Jarang-jarang Cai Yasi turun dari mobil untuk membantu Zhou Xiao membuka pintu, hal ini membuatnya merasa tersanjung, “Masalah hari ini, maafkan aku.” Cai Yasi menatap bibir Zhou Xiao dengan perasaan malu.
“Memang kamu sangat bersalah kepadaku.” Setelah dibahas olehnya Zhou Xiao baru menyadari seharian ini bibirnya terasa agak perih.
“Aku….” Cai Yasi semakin mendekati wajahnya, dengan menggunakan jari kaki saja Zhou Xiao tahu apa yang ingin dilakukan olehnya. Dalam keadaan normal, seharusnya dia memejamkan matanya. Tapi entah mengapa, melihat wajahnya yang semakin mendekat, Zhou Xiao malah teringat wajah kecil Cai Yasi yang menangis saat dipaksa olehnya untuk makan penghapus saat kecil. Jadi, dia tidak bisa menahan dirinya untuk tertawa. Tertawa sampai tubuhnya terguncang-guncang ke depan, membuat sungai dan gunung pun berubah warnanya.
Cai Yasi menatap gadis yang tertawa di hadapannya sampai berjongkok dan mengeluarkan air mata dengan tak berdaya, perasaannya bercampur aduk, sangat kesal.
Tidak mudah bagi Zhou Xiao untuk menghentikan tawanya, berusaha untuk berdiri dan mengatakan sesuatu, menyadari Cai Yasi sedang menyilangkan kedua tangannya di dada dan menatapnya dengan tajam, em… sepertinya tidak lucu lagi.

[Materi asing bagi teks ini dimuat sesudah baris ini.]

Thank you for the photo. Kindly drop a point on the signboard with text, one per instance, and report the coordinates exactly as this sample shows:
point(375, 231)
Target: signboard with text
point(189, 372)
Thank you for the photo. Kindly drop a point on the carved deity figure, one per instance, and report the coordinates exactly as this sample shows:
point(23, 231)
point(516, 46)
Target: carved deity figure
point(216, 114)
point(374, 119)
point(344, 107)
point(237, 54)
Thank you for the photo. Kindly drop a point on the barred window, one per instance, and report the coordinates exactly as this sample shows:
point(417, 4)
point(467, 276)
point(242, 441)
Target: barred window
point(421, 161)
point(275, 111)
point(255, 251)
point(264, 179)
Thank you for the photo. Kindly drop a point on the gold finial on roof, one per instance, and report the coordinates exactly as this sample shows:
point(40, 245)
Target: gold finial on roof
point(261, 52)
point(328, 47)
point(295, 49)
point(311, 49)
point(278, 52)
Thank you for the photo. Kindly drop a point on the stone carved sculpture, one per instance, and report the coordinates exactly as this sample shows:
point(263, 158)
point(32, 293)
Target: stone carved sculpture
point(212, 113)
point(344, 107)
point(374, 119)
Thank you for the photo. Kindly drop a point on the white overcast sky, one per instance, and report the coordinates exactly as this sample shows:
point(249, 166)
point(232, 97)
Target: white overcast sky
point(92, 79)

“Em… aku tidak sengaja.” Setelah mengatakannya, Zhou Xiao memejamkan mata dan menunggu Cai Yasi menciumnya.
Cai Yasi menatap matanya yang tertutup rapat, entah dia sedang gugup atau sedang menahan tawa. Bulu mata dan bibirnya sedikit bergetar. Hidungnya hampir menyentuh hidung Zhou Xiao, namun tiba-tiba dia tidak memiliki keinginan untuk menciumnya lagi. Dia membenturkan dahinya dengan dahi Zhou Xiao dengan kuat, Zhou Xiao mengaduh dan langsung menyentuh dahinya. Zhou Xiao menatapnya dengan tatapan mencela, tenaga yang digunakan oleh Cai Yasi tidaklah dengan skala kecil.
“Aku juga tidak sengaja,” Dia mengatakannya dengan suara rendah, berbalik dan masuk ke dalam mobil. Kekuatan yang dia gunakan untuk menutup pintu pasti akan membuat orang berpikir dia berniat untuk mengganti mobilnya dengan yang baru.
Lalu dengan suara keras, mobil itu menghilang dari hadapannya. Meninggalkan asap dari pipa knalpot dan air mata di mata Zhou Xiao yang sedang mengelus dahinya.